Il y a dix jours, nous fêtions les dix ans de l’adoption de notre chienne, Cannelle. Puis, en quelques jours seulement, tout a basculé : un diagnostic de leucémie, une dégradation fulgurante… et aujourd’hui, elle est partie.
Même lorsqu’on sait qu’un chien vieillit, on n’est jamais vraiment préparé à une évolution aussi soudaine.
Hier, une dame s’est permis de nous dire : « Ce n’est qu’un chien. »
Non. Perdre un animal avec qui l’on a vécu dix ans, ce n’est pas « juste perdre un chien ». C’est perdre une présence quotidienne, des habitudes, des regards, des petits rituels. C’est rentrer chez soi et sentir que quelque chose a changé, sans savoir l’expliquer autrement que par un silence inhabituel.
L’histoire de Cannelle est d’autant plus difficile qu’il n’y a pas seulement le deuil. Il y a aussi ce sentiment que, pendant des mois, quelque chose de grave était peut-être en train de se passer sans que nous le sachions.

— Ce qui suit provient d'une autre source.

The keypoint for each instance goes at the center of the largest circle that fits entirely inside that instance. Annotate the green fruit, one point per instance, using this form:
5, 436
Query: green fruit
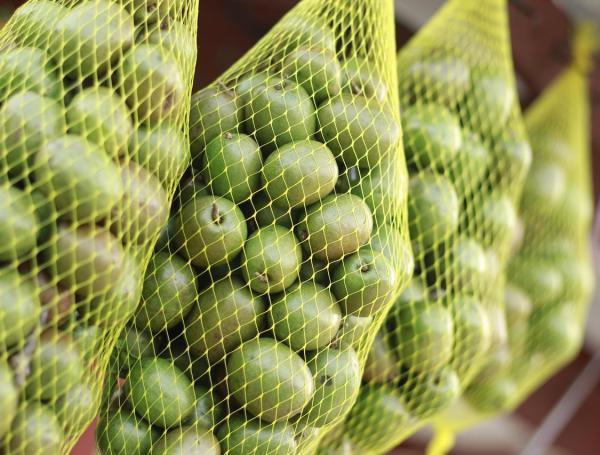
359, 131
187, 441
211, 230
472, 332
80, 179
384, 189
33, 23
271, 259
9, 398
382, 365
56, 367
364, 282
517, 305
299, 174
337, 380
35, 430
269, 380
77, 408
267, 213
306, 317
432, 210
336, 226
153, 84
108, 33
101, 117
467, 168
280, 111
161, 150
160, 392
144, 209
381, 404
358, 77
19, 308
19, 225
122, 432
432, 136
316, 69
208, 412
26, 68
433, 393
239, 436
231, 166
168, 294
214, 111
27, 122
423, 335
88, 259
227, 314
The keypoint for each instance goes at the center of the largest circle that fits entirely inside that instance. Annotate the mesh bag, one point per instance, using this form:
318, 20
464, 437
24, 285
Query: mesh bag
94, 106
467, 156
287, 245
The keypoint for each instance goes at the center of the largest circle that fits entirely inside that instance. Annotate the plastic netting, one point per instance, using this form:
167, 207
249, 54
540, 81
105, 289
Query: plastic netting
286, 247
94, 107
467, 156
550, 277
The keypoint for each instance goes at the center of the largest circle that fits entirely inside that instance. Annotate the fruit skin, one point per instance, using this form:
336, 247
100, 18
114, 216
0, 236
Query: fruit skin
160, 392
231, 166
359, 131
432, 136
210, 230
144, 209
19, 226
279, 111
239, 436
27, 121
79, 178
316, 69
188, 441
19, 308
306, 317
34, 430
27, 68
226, 315
271, 259
423, 333
122, 432
214, 111
364, 282
299, 174
337, 226
108, 33
9, 398
56, 367
101, 117
161, 150
337, 381
269, 380
433, 210
168, 294
153, 84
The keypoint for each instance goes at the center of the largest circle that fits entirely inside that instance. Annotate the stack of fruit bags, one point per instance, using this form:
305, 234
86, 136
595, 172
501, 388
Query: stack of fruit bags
94, 103
286, 247
467, 157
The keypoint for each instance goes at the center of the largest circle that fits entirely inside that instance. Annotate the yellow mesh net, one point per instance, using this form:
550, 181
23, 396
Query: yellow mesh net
94, 107
286, 246
467, 156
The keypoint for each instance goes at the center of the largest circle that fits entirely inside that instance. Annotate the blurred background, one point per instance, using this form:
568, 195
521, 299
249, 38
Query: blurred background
541, 32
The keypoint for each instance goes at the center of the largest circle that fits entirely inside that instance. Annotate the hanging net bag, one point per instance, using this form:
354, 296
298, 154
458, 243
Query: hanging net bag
94, 103
467, 156
286, 247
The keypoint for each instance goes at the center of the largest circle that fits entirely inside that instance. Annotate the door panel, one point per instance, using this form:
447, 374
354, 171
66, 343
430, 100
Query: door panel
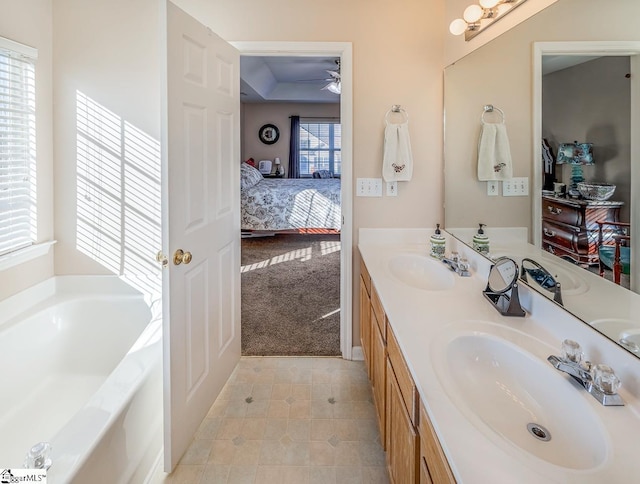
201, 152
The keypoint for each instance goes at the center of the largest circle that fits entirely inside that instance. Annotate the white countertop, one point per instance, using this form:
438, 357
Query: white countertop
418, 319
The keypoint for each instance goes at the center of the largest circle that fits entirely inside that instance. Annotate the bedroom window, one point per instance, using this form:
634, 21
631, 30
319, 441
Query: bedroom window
17, 146
320, 147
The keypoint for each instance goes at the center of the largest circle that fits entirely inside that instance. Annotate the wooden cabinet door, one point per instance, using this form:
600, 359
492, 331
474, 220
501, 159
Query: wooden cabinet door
402, 438
365, 325
378, 375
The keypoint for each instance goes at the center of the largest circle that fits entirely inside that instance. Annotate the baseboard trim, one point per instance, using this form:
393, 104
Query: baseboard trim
357, 354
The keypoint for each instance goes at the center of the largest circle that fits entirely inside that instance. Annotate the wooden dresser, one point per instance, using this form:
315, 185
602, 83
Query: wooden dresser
569, 227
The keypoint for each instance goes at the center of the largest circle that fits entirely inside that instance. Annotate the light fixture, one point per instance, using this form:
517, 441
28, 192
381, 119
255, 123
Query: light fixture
334, 87
476, 18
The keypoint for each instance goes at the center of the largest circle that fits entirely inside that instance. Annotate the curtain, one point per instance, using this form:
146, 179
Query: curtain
294, 148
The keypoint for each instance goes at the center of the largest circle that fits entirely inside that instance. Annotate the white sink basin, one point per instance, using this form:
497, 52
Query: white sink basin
509, 394
421, 272
623, 331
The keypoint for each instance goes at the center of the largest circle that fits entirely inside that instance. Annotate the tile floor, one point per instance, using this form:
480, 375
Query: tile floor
288, 420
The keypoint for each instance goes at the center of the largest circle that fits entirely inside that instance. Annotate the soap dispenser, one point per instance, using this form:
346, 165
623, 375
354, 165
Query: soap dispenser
438, 242
481, 241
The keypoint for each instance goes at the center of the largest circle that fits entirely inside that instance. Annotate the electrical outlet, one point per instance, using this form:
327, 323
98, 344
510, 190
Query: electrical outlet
369, 187
515, 187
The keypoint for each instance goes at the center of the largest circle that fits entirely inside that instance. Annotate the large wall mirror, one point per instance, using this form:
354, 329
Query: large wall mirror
569, 75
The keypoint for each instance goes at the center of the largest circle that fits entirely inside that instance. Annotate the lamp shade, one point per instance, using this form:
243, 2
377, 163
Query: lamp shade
473, 13
458, 26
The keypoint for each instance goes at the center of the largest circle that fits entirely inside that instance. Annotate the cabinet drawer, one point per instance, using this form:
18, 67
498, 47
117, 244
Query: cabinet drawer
378, 310
405, 381
366, 278
561, 212
560, 235
432, 453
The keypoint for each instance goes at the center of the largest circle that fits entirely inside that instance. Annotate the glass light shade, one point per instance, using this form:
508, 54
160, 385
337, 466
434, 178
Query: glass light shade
458, 26
334, 87
473, 13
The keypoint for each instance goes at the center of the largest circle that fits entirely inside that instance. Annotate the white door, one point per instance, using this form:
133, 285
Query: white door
201, 181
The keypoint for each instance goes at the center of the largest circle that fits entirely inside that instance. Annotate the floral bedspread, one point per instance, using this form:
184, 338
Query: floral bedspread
291, 203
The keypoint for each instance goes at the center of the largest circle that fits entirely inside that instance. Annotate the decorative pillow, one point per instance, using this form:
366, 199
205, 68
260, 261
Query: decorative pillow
249, 176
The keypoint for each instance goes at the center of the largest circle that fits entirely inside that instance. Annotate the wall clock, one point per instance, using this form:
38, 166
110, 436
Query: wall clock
269, 134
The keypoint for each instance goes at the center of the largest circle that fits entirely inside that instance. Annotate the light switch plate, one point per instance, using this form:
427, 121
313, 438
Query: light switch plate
369, 187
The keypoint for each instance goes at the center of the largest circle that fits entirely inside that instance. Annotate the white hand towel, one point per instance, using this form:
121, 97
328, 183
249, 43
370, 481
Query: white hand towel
494, 154
397, 162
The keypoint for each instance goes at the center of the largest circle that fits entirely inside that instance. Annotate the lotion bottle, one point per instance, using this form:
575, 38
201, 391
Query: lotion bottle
438, 243
481, 241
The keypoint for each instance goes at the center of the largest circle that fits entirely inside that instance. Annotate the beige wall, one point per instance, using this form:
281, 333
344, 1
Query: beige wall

Depuis janvier, elle enchaînait les problèmes de santé. À chaque consultation, on nous répondait que ce n’était « rien de grave », que c’était inflammatoire. Puis, il y a quelques jours, le diagnostic est tombé : une leucémie… déjà en phase terminale.
À partir de cet instant, tout prend un autre sens. On repense aux mois écoulés et l’on se dit : « C’était donc ça depuis le début. »
C’est une pensée qui revient souvent lorsqu’un diagnostic est posé tardivement. Et c’est une pensée particulièrement difficile à porter.
Aujourd’hui, je n’avais pas la force d’écrire. Mais j’avais besoin de vous expliquer pourquoi.
Prenez soin de ceux que vous aimez, qu’ils aient deux jambes… ou quatre.